A few nations, such as Korea, Taiwan, Singapore, New Zealand, seemed to have responded successfully because they had functioning governments and trusting citizens. Other nations—most spectacularly the once-United States—were consumed with divisive internal battles that made rational, science-based coordination impossible. Many nations almost totally shut down their economies as the virus raged with uncertainties surrounding its future trajectory.
Will the virus die out with warm weather? Will it revive in reoccurring waves? Will it mutate quickly, or slowly enough that successful vaccines can be discovered, tested, produced, and distributed in time to stop more waves? Will immunity to the virus be life-long (like measles or polio) or seasonal (like the annual flu)? Will the coronavirus replace the viruses responsible for the common cold that mutates every year and sickens millions while killing few? Or will a coronavirus “cold” kill at it its current rates year after year?
A Return to Business as Usual
At this point no one knows. And no one will know for many months, perhaps years, to come. Yet nations and communities are “opening up” and restarting work because nothing is more important than continued economic growth. Who cares if more old people die? They will die anyway.
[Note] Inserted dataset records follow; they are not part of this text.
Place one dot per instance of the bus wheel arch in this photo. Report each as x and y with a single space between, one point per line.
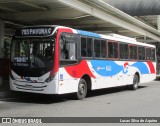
83 86
136 80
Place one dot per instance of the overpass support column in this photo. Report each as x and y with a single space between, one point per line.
158 22
2 30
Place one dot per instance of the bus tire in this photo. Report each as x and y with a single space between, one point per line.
134 86
82 89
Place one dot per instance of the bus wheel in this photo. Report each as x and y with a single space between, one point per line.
82 89
135 82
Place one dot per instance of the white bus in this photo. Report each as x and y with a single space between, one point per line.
59 60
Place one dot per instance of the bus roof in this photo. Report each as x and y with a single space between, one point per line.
114 37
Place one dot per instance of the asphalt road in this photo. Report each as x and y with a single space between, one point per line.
114 102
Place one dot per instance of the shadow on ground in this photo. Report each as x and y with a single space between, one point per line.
23 97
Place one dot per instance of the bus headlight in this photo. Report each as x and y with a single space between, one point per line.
12 77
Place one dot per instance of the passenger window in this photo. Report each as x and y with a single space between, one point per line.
86 47
153 54
103 49
112 50
133 52
97 48
68 52
148 54
123 51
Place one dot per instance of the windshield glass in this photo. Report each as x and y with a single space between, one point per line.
37 53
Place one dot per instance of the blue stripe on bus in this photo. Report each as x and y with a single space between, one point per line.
88 33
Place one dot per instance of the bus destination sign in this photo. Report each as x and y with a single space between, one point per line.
43 31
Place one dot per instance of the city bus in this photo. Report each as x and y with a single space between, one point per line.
59 60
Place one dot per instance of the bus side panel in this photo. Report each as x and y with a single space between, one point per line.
149 77
67 84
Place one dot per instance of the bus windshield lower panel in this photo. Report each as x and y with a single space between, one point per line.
32 57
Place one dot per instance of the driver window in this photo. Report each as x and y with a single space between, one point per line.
68 44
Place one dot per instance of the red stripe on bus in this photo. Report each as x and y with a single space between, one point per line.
77 71
151 67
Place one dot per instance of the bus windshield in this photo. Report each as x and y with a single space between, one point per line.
37 53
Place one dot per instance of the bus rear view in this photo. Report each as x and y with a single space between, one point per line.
32 60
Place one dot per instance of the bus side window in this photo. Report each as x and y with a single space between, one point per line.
148 54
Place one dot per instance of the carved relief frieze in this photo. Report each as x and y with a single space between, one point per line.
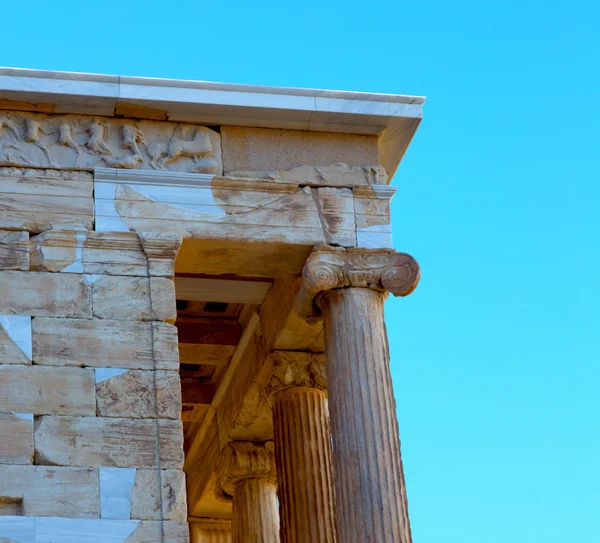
80 142
245 460
293 369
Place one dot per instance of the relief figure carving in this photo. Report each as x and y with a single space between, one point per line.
81 142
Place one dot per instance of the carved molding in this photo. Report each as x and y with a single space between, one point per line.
296 369
80 142
245 460
161 248
331 268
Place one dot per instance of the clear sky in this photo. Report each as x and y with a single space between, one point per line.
495 357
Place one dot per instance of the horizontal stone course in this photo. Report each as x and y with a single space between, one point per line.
159 495
110 442
51 491
40 390
18 529
134 298
37 199
44 294
16 440
140 394
14 250
104 343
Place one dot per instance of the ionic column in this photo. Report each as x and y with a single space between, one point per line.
247 472
348 287
302 448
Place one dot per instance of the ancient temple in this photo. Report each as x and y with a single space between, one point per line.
192 338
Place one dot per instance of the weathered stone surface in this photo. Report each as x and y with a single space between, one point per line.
43 390
164 304
304 469
122 298
15 339
104 343
34 200
210 531
140 394
16 441
336 207
263 149
150 531
52 491
291 217
368 473
372 215
168 394
161 249
84 143
116 485
55 250
159 495
246 471
81 251
330 268
44 294
333 175
73 530
134 298
111 442
14 250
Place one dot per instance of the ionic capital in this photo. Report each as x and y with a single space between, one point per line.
296 369
245 460
331 268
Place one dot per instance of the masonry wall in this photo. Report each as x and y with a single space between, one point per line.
90 437
92 213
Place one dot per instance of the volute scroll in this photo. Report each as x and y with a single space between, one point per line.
329 268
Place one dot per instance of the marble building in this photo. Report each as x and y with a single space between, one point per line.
192 340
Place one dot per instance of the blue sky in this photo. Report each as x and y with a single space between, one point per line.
495 357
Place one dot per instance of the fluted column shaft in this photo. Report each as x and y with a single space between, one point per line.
304 470
247 472
369 481
255 518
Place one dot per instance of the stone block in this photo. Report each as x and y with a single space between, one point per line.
111 442
115 492
47 391
163 298
134 298
15 339
122 298
14 250
336 207
16 440
52 491
247 148
139 394
44 294
71 530
17 529
172 531
35 200
159 495
105 343
96 253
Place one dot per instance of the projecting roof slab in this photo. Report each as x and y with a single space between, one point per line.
394 118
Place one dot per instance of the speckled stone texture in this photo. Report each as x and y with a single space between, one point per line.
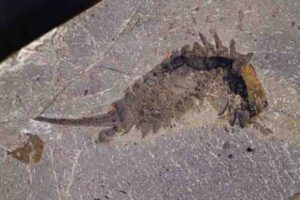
102 51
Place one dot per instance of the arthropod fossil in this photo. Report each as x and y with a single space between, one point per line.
172 87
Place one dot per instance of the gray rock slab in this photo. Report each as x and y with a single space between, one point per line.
102 51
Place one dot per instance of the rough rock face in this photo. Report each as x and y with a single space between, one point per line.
100 53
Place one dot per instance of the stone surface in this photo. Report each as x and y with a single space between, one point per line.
98 54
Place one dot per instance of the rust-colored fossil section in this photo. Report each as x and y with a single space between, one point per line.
31 152
256 98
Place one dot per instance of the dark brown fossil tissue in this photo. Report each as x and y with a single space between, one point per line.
172 88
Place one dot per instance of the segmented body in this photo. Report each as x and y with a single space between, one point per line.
176 85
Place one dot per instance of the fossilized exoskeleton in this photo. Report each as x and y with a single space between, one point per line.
221 75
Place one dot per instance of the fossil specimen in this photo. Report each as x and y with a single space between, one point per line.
172 88
31 152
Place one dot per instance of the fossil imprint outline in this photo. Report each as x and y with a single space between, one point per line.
171 88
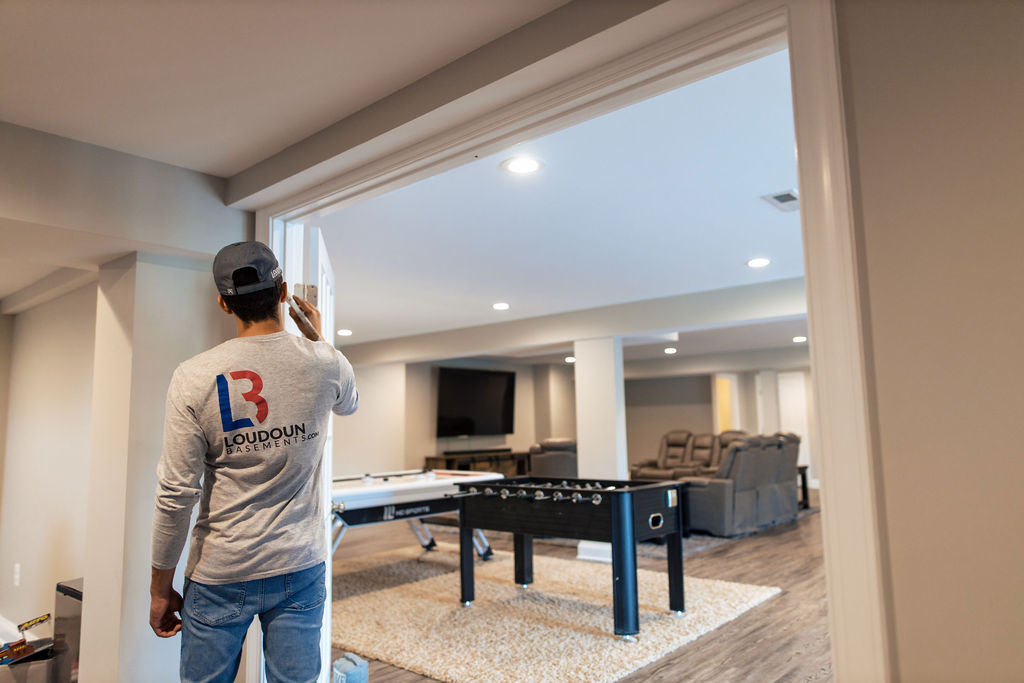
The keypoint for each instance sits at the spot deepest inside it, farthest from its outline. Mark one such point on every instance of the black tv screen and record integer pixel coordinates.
(474, 402)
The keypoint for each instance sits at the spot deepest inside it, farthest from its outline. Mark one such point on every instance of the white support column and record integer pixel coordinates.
(143, 302)
(768, 412)
(600, 399)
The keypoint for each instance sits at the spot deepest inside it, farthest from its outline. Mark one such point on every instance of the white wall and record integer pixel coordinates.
(654, 407)
(6, 336)
(373, 439)
(933, 94)
(562, 388)
(795, 411)
(152, 313)
(43, 498)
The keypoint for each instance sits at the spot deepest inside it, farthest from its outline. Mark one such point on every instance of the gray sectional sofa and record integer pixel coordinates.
(735, 483)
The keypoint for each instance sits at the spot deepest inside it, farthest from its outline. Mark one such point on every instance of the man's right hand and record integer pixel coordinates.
(164, 612)
(311, 313)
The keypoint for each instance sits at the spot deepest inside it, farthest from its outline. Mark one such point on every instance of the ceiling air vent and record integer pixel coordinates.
(787, 200)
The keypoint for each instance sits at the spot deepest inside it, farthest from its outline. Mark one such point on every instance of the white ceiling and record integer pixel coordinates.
(654, 200)
(15, 273)
(717, 340)
(658, 199)
(219, 86)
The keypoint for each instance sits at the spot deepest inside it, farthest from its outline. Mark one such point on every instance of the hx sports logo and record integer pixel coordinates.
(257, 439)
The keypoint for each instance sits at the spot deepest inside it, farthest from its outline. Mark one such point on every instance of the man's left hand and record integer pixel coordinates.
(164, 612)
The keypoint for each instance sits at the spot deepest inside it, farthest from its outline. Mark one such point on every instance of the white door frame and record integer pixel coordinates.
(860, 625)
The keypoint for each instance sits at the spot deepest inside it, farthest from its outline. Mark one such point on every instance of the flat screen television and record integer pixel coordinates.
(474, 402)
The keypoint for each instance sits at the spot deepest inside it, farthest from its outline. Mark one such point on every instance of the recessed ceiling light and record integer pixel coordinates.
(521, 165)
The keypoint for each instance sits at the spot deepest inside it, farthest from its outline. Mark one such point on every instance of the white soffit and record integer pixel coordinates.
(218, 86)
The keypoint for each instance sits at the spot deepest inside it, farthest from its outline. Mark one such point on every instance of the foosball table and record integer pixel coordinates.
(622, 513)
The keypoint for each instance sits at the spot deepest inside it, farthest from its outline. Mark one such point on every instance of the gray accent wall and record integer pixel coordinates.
(656, 406)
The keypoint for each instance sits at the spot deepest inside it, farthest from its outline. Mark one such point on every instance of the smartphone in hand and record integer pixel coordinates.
(303, 322)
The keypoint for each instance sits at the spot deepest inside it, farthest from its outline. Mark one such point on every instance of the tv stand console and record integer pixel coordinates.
(476, 451)
(504, 461)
Moreover, most deaths are members of the Boomer generation who are mainly responsible for global overpopulation, so the sooner they die off the better for the rest of us.
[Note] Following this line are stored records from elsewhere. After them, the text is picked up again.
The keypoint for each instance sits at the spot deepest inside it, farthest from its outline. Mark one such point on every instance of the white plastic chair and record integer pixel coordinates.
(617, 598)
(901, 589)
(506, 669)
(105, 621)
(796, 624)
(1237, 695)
Trying to return to “business as usual” may be a huge experiment that will result in massive increases in horrible sickness and death.
Or, the virus may fade away as vaccines may appear and be distributed faster than we think.
But is it realistic to expect—to plan for—business as usual, given the fact the global economy is in shambles and people are afraid, angry, suspicious, desiring to have “money” but resistant to returning to the low-paying, back-breaking, spirit-numbing jobs they had before?
While I suppose it is possible to imagine we might all soon be able to pick up the pieces and restore the old system quickly and well, it is more than merely prudent that we also think about using this time of pause to imagine, invent, and test new ways of living.
Time to Rethink Future Strategies
And so I return to where I began. The model that brought Korea to this brink does not seem fit for the future to me. Korea might instead choose to become a “conserver society” (instead of a “consumer society”), in which consumption is reduced, more is done with less, and what is done is done better.
On the other hand, Korea might continue down the high tech path of robotics and AI, and become a dream society of “full unemployment”, where only a few people “work”—or where “everyone” works part time, or for some period of their life, otherwise having fair access to goods and services produced without their labor, manual or mental.
I have no interest in telling Koreans what their future should or should not be. My only interest is in encouraging Koreans to be something they have, as a nation, never been before but that I feel confidence they can and should become now, on the basis of my many years of learning from Koreans, in Korea and Hawaii: visionaries of a new future for Korea and the world that is fit for the Anthropocene Epoch into which we are all now plunging. This is a world in which humans are not primarily workers and consumers of products, but rather live lives of meaning, identity, playfulness, and peaceful cooperation on the evolvable planet Earth.
Jim Dator is a professor emeritus and director of the Hawaii Research Center for Futures Studies in the department of political science at the University of Hawaii.